Monday, Dec. 05, 1949

Does It Pay to Advertise?

It was called an "advertising strike." It was supposed to advertise French organized labor, whose power had seriously declined in the past year, chiefly because most Frenchmen were disgusted by Communist-provoked strikes. Union-membership had dropped off 30% in two years.

To show that it still had some muscle left, the Socialist Force Ouvrere, France's second largest labor federation, called a one-day general strike, set it for a Friday. The Communist-run federation of labor (CGT) gleefully announced that it was going to strike, too, trumpeted that France would never forget its black Friday. As it turned out, strikebound Friday was at worst only a dull grey. According to the Ministry of Interior, the strike" was 100% effective in the northern and eastern coal mines, in the ports, in some metal industries. But a majority of France's union members openly defied the strike call.

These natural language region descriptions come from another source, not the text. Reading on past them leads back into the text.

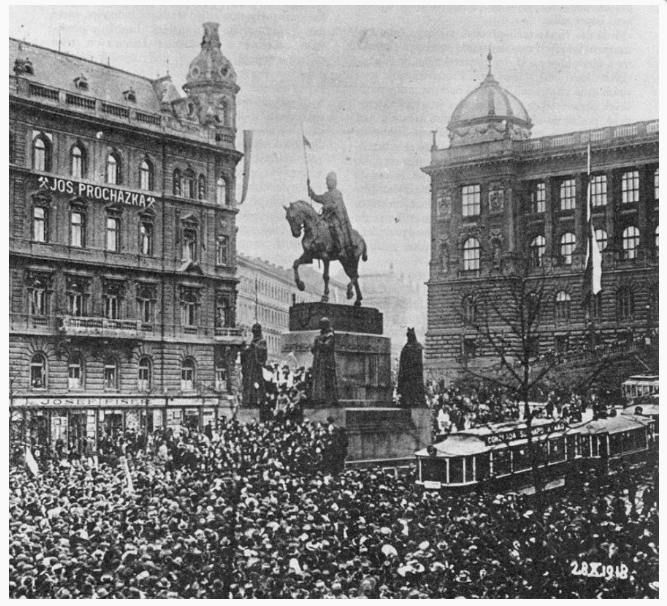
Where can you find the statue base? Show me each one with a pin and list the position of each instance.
(363, 355)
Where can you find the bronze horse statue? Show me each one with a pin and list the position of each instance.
(318, 244)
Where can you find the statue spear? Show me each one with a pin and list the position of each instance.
(306, 143)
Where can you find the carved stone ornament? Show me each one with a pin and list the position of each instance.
(496, 199)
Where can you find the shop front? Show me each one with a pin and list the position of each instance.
(68, 423)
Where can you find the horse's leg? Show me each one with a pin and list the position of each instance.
(325, 275)
(302, 260)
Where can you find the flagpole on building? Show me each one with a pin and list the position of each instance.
(305, 143)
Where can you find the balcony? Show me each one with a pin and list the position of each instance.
(101, 327)
(229, 336)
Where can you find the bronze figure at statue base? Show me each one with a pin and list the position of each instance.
(351, 344)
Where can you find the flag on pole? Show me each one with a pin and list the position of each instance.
(247, 155)
(31, 463)
(593, 267)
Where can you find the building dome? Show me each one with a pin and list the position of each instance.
(489, 113)
(210, 65)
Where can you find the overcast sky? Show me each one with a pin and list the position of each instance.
(369, 84)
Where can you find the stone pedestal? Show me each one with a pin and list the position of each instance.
(378, 432)
(363, 355)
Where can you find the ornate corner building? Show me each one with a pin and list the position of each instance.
(122, 244)
(497, 194)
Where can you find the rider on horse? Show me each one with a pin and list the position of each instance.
(335, 215)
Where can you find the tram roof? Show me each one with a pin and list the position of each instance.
(476, 441)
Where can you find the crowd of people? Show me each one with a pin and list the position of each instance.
(259, 511)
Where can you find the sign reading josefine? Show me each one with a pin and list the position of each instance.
(95, 192)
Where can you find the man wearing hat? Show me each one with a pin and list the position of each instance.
(335, 215)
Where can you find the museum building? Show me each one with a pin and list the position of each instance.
(498, 195)
(122, 287)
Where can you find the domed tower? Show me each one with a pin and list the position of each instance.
(489, 113)
(211, 84)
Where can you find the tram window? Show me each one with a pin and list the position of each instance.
(521, 459)
(556, 450)
(615, 444)
(482, 464)
(541, 453)
(456, 471)
(501, 462)
(434, 470)
(469, 476)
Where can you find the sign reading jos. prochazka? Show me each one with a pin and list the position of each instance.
(95, 192)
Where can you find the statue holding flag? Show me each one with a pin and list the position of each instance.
(335, 214)
(327, 236)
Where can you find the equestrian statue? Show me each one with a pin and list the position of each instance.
(328, 237)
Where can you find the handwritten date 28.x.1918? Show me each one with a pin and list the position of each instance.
(599, 570)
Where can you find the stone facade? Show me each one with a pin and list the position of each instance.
(506, 196)
(122, 245)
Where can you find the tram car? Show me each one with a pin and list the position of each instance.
(500, 456)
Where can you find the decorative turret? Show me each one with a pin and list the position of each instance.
(489, 113)
(211, 84)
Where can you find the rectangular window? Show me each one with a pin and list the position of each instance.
(74, 376)
(146, 238)
(538, 198)
(113, 234)
(39, 224)
(38, 302)
(630, 187)
(470, 198)
(76, 304)
(112, 307)
(77, 230)
(221, 257)
(145, 309)
(598, 187)
(568, 194)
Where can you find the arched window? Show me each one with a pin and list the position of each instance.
(145, 378)
(77, 229)
(177, 182)
(189, 244)
(189, 310)
(146, 238)
(201, 188)
(75, 373)
(630, 242)
(601, 238)
(568, 194)
(537, 248)
(221, 191)
(188, 375)
(114, 169)
(41, 153)
(469, 308)
(78, 162)
(563, 304)
(567, 243)
(146, 175)
(38, 372)
(471, 254)
(110, 374)
(189, 184)
(630, 187)
(625, 303)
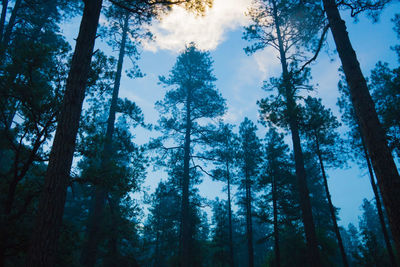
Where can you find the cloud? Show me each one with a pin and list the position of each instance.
(181, 27)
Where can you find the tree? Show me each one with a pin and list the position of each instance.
(249, 157)
(384, 84)
(360, 152)
(364, 108)
(193, 97)
(320, 128)
(44, 239)
(122, 24)
(292, 30)
(223, 154)
(276, 172)
(370, 248)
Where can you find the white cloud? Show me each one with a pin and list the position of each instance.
(181, 27)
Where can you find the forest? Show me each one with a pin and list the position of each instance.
(75, 178)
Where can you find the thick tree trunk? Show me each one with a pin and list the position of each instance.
(331, 208)
(375, 139)
(228, 179)
(43, 245)
(276, 226)
(249, 222)
(305, 203)
(95, 224)
(379, 207)
(185, 223)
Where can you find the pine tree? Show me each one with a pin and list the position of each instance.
(223, 154)
(365, 111)
(320, 128)
(360, 152)
(193, 97)
(249, 158)
(291, 29)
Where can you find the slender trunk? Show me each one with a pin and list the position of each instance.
(11, 24)
(379, 207)
(4, 5)
(375, 139)
(43, 247)
(249, 224)
(331, 208)
(228, 178)
(157, 250)
(276, 228)
(305, 203)
(185, 224)
(113, 256)
(95, 223)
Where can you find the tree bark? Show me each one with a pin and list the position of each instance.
(379, 207)
(331, 207)
(10, 25)
(249, 223)
(95, 224)
(276, 227)
(371, 129)
(185, 224)
(4, 4)
(228, 179)
(43, 245)
(305, 203)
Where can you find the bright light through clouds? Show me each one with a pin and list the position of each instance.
(181, 27)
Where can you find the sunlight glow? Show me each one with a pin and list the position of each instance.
(181, 27)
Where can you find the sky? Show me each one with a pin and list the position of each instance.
(240, 78)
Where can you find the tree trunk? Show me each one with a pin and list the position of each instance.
(276, 228)
(43, 245)
(379, 207)
(113, 254)
(249, 223)
(10, 25)
(331, 208)
(95, 223)
(4, 4)
(185, 223)
(305, 203)
(228, 179)
(375, 139)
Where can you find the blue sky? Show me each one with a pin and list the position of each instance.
(240, 78)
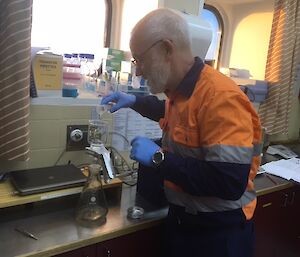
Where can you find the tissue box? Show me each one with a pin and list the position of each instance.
(47, 71)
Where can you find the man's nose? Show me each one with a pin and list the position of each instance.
(138, 71)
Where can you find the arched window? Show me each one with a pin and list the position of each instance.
(71, 26)
(212, 15)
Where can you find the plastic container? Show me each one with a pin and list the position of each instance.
(92, 207)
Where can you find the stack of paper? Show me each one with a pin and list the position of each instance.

In Paris, thousands of workers went to their jobs on bicycles, in private cars, in big blue sightseeing buses mobilized by the government. One energetic bank clerk arrived on roller skates. Across France, food shops, department stores, restaurants were open, mail was delivered. One of the Socialists' own cabinet ministers called the strike a "fiasco." But the Communists had different ideas on what was good advertising: they triumphantly labeled the strike a succes eclatant.